Friday, June 24, 2011
Glitz and Glamour, With Purpose
It rained all night and the mountains wear the fog and haze down past their midriffs. Everything sparkles from nature's bathing, the trees, carpets of lupines and even our bicycles. I inhale the air, slightly crisp mountain air. Refreshing. Everything's clean, ready again.
We love our little neighborhood, here at Riley Creek Campground. Where most of the motorhomes are rentals and carry a slew of young kids, teens and their parents. They've come for the natural beauty of Denali National Park. Where red squirrels bark if you walk too close. A momma moose wanders around, foraging with her twins, just feet away from occupied campsites.
We represent the senior crowd, which makes up about 30 percent of the travelers in this campground. This, we decide, is a young person's paradise. Because of the challenge of the white rapids, the hills and rocks to scale. The wild animals to out run!
We love the bicycling and hiking opportunities. And the youth. So we decide to sign up for seven more days.

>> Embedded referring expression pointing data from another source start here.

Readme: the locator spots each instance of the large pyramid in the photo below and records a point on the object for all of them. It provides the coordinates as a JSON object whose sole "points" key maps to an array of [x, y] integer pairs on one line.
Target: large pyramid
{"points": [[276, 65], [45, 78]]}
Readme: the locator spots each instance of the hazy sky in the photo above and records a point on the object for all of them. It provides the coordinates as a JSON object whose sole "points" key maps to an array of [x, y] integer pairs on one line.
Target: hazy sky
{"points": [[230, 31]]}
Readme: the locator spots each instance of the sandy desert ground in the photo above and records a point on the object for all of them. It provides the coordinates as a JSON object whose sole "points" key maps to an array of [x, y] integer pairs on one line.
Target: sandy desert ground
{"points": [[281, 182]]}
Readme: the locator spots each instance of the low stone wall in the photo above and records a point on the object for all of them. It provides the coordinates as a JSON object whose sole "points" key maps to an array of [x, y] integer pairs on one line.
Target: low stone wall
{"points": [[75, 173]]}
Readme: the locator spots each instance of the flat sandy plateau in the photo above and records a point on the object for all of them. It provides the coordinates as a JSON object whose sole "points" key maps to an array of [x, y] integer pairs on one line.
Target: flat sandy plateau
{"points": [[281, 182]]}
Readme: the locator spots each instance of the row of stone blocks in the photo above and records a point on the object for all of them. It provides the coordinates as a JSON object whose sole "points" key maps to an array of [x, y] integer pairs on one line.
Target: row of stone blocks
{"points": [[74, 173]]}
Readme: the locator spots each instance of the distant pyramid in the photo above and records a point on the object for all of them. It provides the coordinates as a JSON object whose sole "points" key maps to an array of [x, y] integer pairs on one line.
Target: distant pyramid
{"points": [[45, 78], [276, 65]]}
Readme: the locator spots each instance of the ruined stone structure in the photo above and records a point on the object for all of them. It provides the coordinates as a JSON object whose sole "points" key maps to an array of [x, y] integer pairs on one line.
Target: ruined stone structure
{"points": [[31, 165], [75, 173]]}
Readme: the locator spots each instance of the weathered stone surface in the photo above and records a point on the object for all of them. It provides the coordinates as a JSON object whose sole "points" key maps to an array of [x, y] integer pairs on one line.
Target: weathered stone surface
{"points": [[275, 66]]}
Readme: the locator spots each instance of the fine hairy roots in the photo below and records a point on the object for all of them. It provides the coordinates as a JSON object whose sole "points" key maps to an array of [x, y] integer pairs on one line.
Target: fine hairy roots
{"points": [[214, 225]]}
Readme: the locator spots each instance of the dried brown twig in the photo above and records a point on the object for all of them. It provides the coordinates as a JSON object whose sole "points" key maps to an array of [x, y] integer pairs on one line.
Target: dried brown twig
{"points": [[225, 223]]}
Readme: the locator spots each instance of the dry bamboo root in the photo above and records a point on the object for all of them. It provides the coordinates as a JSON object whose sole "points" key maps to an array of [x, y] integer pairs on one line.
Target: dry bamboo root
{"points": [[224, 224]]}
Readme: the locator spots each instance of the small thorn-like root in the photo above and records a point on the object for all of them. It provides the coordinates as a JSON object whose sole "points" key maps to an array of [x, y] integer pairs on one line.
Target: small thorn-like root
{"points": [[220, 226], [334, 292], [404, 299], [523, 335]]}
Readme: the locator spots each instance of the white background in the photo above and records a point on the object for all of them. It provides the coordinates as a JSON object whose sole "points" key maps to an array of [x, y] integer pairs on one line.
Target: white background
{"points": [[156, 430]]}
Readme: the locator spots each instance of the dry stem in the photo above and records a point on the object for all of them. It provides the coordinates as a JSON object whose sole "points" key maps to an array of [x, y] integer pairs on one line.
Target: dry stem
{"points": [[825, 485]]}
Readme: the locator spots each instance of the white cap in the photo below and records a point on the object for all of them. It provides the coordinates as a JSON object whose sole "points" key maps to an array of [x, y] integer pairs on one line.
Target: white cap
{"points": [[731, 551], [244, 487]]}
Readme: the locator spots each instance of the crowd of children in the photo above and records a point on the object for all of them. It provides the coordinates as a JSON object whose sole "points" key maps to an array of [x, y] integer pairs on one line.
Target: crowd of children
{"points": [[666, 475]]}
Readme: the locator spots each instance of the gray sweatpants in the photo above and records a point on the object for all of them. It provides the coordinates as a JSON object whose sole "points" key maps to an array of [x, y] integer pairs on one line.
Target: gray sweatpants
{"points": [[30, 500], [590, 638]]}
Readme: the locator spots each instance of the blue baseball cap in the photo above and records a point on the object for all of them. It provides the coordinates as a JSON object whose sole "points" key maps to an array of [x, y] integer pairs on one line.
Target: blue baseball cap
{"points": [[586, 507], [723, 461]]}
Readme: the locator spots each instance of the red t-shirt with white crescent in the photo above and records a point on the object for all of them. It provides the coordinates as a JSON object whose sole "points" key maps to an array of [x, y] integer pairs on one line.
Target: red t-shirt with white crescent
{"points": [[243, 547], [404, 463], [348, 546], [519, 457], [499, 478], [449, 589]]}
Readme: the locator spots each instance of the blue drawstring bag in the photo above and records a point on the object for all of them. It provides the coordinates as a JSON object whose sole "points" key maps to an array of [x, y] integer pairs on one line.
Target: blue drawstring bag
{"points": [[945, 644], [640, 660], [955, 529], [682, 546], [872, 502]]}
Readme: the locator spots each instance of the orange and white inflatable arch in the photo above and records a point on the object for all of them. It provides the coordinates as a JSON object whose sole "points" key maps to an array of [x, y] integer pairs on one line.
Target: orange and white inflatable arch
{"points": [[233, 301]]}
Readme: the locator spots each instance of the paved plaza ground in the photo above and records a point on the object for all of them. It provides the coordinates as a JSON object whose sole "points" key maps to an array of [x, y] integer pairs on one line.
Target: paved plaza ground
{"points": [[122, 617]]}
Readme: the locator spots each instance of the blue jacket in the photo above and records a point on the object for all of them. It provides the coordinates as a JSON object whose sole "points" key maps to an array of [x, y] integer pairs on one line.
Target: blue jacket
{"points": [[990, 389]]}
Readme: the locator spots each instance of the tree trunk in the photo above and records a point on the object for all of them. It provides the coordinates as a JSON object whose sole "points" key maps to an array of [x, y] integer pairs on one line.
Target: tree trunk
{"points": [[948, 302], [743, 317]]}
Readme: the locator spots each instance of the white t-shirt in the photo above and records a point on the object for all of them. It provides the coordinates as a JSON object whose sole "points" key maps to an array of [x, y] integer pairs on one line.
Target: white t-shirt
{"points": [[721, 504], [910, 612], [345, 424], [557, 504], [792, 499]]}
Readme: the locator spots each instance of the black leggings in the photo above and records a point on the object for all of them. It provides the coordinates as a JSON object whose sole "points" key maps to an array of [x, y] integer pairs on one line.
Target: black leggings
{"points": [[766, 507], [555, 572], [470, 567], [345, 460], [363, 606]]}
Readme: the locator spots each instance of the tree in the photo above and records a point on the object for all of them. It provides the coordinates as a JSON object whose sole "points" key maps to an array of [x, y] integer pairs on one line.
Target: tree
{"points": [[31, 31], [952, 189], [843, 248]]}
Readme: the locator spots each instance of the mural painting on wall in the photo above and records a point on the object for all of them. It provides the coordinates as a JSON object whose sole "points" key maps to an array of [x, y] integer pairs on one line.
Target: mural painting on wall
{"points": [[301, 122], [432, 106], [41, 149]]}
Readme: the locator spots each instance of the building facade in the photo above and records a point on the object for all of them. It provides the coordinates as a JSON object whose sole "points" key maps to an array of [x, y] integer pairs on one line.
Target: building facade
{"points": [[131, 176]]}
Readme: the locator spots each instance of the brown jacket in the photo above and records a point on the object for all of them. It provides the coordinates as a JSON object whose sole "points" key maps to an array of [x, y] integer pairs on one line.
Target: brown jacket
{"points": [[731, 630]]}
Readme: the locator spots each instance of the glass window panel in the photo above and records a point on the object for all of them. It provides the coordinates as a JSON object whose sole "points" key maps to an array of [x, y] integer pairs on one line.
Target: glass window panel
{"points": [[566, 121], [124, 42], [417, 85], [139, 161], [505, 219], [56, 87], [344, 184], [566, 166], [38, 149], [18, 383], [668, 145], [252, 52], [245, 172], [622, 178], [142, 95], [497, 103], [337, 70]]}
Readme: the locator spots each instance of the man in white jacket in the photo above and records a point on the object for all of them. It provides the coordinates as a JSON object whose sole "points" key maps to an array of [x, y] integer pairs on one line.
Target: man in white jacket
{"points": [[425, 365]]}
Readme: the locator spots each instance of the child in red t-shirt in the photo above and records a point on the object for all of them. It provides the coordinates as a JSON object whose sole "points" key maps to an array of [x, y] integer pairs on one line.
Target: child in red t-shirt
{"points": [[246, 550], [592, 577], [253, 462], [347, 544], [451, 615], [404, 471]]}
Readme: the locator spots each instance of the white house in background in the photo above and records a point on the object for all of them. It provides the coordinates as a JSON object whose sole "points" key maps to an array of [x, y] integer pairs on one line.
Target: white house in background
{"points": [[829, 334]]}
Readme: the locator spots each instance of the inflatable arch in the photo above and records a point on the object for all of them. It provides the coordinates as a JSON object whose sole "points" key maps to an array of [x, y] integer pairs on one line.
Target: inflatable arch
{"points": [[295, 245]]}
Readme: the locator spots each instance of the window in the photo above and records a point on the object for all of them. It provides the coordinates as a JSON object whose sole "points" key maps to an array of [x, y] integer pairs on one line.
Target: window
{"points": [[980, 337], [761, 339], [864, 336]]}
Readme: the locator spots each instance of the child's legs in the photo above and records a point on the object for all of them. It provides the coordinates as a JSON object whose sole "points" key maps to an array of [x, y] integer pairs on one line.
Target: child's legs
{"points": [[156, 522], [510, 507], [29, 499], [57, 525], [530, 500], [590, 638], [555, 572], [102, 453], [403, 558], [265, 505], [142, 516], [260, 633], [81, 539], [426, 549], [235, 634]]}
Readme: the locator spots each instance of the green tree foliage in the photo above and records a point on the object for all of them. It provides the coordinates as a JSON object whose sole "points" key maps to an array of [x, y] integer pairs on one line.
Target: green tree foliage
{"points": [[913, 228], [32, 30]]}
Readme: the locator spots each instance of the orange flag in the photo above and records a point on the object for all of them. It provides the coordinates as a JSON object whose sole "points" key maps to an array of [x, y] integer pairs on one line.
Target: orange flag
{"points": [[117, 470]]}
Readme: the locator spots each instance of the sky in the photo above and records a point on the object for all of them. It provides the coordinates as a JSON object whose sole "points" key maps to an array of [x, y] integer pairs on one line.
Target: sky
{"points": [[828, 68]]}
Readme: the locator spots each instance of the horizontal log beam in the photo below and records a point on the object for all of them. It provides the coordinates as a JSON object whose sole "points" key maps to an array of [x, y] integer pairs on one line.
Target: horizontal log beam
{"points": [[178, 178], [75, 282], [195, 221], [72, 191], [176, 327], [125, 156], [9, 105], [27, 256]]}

To do so, we hike to a little store, called a Mercantile, where we mingle with hikers, backpackers, again, all young, twenty-somethings, while we all wait in line to pay for the privilege of staying here. So it's us, in this young person's paradise, and the wild animals.
But then again, there's this "place" here in Denali called the "Visitor's Center Campus." I call it the Great Denali Circus, the antithesis of natural and wild. Where we know there's an upscale grill there, with feeding stations and trendy foods like big, fresh cookies, veggie burgers and paninis. And we know there's a station for the Alaska railroad. But, what else?
So we visit.
We pull our motorhome into the confusing curly-que parking lot and get stuck waiting for a tour bus to unload. then we see another one coming, so we quickly zip around the corner, where we find people walking in swarms through the lot, each swarm's trajectory leading back to a tour bus.
I look left and right. As I suspect, people. Everywhere. People. People. And not the kind we find back at the campground. These people are old (so are we), and many are debilitated (we are not).
I'd say 98 percent of the hundreds of people hobbling around this "Circus" are seniors. Few wear hiking boots.
We walk to the grill, blazing a trail meandering around the swarms, and find it packed, too. With these seniors, laughing, smiling, enjoying themselves. A few tour guides buzz about, tending to their hives, making sure everyone is comfy, making sure everyone knows what's next on the agenda.
Something clicks inside my head. Had it not been for this Great Circus, for the wide, flat accessible walkways, the buses, the railroad just outside the restaurant's back door, these people would be left out of this great life.
But here they are, breathing in this luscious air just like we do, preparing to see the tallest mountain in the North America, just like us.
What a great thing this is, this Visitor's Center Campus. It opens up this great national park to everyone.